Each performance of Unsilent Night has differing environmental circumstances, like the number of participants, the chosen route through the city, the balance of its musical parts, and more; therefore, every performance is a unique experience. Some cities provide their own variations on the event, too; for example, Austin, Texas, performs Unsilent Night with its participants on bicycles. Furthermore, the sonic experience of this piece also changes based on the audience's location around or within the parade.

Unsilent Night is performed exclusively by the public in each participating city, but may be organized by independent organizations, municipalities, or volunteers.

== History ==
After graduating from Columbia University in the early 1970s, Kline began his career in music, performing in and composing for art-punk groups such as Dark Day, The Del-Byzanteens, and the Glenn Branca Ensemble. In the early 1990s, pushing his avant-garde compositions further, Kline began creating tape-based sound installations for collections of boomboxes inspired by the work of Brian Eno, Steve Reich, and Glenn Branca. The first of these was called Bachman's Warbler (1990), which was written for harmonicas and twelve boomboxes and premiered at Bang on a Can Marathon in New York City in 1992. The concept behind these pieces later contributed to Unsilent Night, which premiered in Greenwich Village in December 1992.

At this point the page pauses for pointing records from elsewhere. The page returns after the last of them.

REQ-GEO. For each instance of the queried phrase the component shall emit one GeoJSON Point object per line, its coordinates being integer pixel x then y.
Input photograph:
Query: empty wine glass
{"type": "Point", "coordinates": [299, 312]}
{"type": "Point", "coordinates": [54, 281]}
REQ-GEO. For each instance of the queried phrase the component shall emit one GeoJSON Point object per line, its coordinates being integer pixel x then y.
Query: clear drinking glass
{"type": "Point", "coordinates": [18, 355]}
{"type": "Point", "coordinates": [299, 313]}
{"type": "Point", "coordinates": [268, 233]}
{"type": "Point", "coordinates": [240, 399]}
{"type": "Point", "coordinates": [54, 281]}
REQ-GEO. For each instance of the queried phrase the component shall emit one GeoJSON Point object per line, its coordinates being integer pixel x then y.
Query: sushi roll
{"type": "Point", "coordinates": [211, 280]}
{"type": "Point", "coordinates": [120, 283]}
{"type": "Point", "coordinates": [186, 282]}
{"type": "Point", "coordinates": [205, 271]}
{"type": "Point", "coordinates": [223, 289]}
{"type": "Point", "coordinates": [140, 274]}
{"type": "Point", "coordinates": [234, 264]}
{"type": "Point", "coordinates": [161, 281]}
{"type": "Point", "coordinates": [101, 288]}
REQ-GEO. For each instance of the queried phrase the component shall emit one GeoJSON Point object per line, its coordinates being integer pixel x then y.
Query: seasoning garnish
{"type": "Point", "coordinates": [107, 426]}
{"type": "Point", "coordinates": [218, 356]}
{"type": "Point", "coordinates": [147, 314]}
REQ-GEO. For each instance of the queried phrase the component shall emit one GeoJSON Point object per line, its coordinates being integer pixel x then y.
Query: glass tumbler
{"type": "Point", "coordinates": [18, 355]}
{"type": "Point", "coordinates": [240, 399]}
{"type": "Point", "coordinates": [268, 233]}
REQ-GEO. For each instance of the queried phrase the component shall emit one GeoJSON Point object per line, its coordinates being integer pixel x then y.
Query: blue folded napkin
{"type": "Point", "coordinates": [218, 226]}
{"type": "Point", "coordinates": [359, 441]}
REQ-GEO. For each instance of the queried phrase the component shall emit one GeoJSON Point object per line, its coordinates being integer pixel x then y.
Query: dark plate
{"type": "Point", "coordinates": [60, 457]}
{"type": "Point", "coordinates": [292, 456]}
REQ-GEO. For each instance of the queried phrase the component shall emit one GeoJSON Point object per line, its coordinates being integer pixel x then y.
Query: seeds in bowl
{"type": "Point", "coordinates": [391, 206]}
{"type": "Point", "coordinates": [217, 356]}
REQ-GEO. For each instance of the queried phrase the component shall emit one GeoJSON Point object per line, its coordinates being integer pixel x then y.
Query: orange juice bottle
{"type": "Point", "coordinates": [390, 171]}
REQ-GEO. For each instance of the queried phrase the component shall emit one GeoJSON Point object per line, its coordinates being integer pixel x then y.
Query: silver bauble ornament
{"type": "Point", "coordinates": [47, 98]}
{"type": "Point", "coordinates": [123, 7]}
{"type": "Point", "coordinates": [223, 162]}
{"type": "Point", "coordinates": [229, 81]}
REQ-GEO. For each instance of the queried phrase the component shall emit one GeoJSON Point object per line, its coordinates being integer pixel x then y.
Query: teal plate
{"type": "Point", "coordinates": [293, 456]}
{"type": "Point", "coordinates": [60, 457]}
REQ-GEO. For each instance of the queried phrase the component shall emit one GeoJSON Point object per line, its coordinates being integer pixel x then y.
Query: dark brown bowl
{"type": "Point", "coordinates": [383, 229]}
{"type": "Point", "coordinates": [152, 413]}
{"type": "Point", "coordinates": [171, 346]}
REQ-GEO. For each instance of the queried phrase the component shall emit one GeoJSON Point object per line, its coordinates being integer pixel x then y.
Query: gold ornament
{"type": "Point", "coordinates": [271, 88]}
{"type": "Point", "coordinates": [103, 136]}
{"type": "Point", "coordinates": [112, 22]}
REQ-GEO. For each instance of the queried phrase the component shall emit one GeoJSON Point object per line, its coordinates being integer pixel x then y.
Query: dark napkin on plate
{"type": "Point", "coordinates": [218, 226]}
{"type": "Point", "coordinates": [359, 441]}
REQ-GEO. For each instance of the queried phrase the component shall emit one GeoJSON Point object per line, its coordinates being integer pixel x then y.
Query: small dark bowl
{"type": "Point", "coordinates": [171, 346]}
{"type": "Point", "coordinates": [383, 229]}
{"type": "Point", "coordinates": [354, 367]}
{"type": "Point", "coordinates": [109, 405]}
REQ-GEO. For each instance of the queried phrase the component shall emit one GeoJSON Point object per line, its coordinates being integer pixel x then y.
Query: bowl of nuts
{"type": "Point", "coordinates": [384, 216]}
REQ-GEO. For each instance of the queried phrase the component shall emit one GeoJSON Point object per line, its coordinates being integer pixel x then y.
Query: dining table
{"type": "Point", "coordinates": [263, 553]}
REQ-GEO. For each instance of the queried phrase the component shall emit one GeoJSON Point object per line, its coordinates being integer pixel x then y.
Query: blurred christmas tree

While Kline initially presented Unsilent Night using cassettes and boomboxes, in 2011 he released the Unsilent Night mobile application for Apple and Android devices and began hosting the piece's music on the official Unsilent Night website. In the performances following these additions, Unsilent Night participants have mainly used smartphones or MP3 players and speakers to perform this work. However, at the performances which Kline leads in-person (New York City and nearby locations), he still provides some early-arriving participants with vintage boomboxes from his own collection.

== Critical reception ==
Critical reception for both the Unsilent Night composition and its annual performance have been generally positive. NPR described Unsilent Night as an event that "transform[s] the coldest urban area with the warmth of musical fellowship". The Village Voice claimed that it is "a shimmering sound-wall of bells and chimes that is dreamlike to wander through in the December nip." Of the recorded CD version available on Cantaloupe Music, The New York Times stated that Unsilent Night "immerses the listener in suspended wonderment, as if time itself had paused inside a string of jingle bells."